Machine Translation = Automata Theory + Probability + Linguistics
Kevin Knight, USC/Information Sciences Institute
May 8, 2007
Machine translation (MT) systems have been getting more accurate. One reason is that machines now gather translation knowledge autonomously, combing through large amounts of human-translated material available on the web. Most of these MT systems learn finite-state Markov models -- target strings are substituted for source strings, followed by local word re-ordering. This kind of model can only support very weak linguistic transformations, and the trained models do not yet lead to reliably high-quality MT. Over the past several years, many new probabilistic tree-based models (versus string-based models) have been designed and tested on many natural language applications, including MT. Such models frequently turn out to be instances of tree transducers, a formal automata model first described by W. Rounds and J. Thatcher in the 1960s and 70s. Tree automata open up new opportunities for us to marry deeper representations, mathematical theory, and machine learning. This talk covers novel algorithms and open problems for tree automata, together with experiments in machine translation.

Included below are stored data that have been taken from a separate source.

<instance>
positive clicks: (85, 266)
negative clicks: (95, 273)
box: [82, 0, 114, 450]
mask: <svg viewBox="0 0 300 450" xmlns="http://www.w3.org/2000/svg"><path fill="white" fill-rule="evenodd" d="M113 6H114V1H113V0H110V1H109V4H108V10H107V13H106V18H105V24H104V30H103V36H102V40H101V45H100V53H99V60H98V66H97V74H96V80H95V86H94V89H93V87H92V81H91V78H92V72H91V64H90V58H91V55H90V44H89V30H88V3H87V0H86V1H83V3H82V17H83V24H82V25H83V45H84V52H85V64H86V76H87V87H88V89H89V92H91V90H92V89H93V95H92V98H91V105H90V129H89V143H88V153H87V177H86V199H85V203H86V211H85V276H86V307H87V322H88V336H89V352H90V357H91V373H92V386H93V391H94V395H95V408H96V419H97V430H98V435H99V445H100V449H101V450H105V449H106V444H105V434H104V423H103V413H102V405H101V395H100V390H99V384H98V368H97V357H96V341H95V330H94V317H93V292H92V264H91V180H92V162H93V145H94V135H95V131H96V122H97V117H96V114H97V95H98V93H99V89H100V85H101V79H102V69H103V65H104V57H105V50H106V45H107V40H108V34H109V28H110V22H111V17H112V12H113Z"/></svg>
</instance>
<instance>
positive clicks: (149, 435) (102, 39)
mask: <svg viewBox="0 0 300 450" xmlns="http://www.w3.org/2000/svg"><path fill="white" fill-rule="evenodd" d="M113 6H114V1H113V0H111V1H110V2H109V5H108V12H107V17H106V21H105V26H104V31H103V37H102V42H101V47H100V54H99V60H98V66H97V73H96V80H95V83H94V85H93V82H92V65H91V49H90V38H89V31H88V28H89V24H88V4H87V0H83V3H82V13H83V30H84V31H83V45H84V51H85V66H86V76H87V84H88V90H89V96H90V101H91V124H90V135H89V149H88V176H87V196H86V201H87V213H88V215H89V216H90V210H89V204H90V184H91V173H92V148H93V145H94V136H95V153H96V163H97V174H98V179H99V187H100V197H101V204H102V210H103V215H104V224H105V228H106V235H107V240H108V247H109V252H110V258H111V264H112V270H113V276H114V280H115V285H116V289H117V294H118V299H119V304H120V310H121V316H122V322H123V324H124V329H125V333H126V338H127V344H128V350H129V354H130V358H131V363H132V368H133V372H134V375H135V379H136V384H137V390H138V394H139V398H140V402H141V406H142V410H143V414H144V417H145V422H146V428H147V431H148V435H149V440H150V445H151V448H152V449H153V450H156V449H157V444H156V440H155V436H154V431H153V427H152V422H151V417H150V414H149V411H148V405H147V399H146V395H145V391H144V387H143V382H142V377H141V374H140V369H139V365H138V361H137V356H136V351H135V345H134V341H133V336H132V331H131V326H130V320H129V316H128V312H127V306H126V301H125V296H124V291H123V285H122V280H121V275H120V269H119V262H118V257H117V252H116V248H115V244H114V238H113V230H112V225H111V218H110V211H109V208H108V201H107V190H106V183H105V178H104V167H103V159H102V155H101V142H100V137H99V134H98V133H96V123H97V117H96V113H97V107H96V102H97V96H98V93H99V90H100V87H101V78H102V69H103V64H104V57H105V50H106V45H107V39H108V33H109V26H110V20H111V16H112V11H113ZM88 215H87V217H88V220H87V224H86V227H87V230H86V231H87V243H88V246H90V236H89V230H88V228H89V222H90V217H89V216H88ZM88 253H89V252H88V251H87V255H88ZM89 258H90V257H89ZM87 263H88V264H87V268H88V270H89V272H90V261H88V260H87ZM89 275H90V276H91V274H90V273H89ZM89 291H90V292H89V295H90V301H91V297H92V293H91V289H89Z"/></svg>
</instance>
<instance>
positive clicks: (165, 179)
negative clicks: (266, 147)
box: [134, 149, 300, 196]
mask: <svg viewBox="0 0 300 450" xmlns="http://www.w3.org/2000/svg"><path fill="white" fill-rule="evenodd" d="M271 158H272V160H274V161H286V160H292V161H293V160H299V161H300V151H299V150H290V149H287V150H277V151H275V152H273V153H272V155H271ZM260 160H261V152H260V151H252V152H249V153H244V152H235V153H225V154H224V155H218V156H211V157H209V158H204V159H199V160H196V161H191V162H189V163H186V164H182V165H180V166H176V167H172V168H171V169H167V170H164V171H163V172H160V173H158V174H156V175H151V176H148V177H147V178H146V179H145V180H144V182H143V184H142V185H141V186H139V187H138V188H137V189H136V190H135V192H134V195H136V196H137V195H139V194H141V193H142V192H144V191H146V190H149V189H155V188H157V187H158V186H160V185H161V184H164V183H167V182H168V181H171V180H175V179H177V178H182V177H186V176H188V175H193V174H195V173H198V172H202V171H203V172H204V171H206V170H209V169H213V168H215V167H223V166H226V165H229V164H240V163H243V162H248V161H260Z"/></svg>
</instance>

Kevin Knight is a Senior Research Scientist and Fellow at USC's Information Sciences Institute, a Research Associate Professor in the Computer Science Department at USC, and co-founder of Language Weaver, Inc. He received his Ph.D. from Carnegie Mellon University in 1991 and his BA from Harvard University in 1986. He is co-author (with Elaine Rich) of the textbook Artificial Intelligence (McGraw-Hill, 1991). His research interests are in statistical natural language processing, machine translation, natural language generation, and decipherment.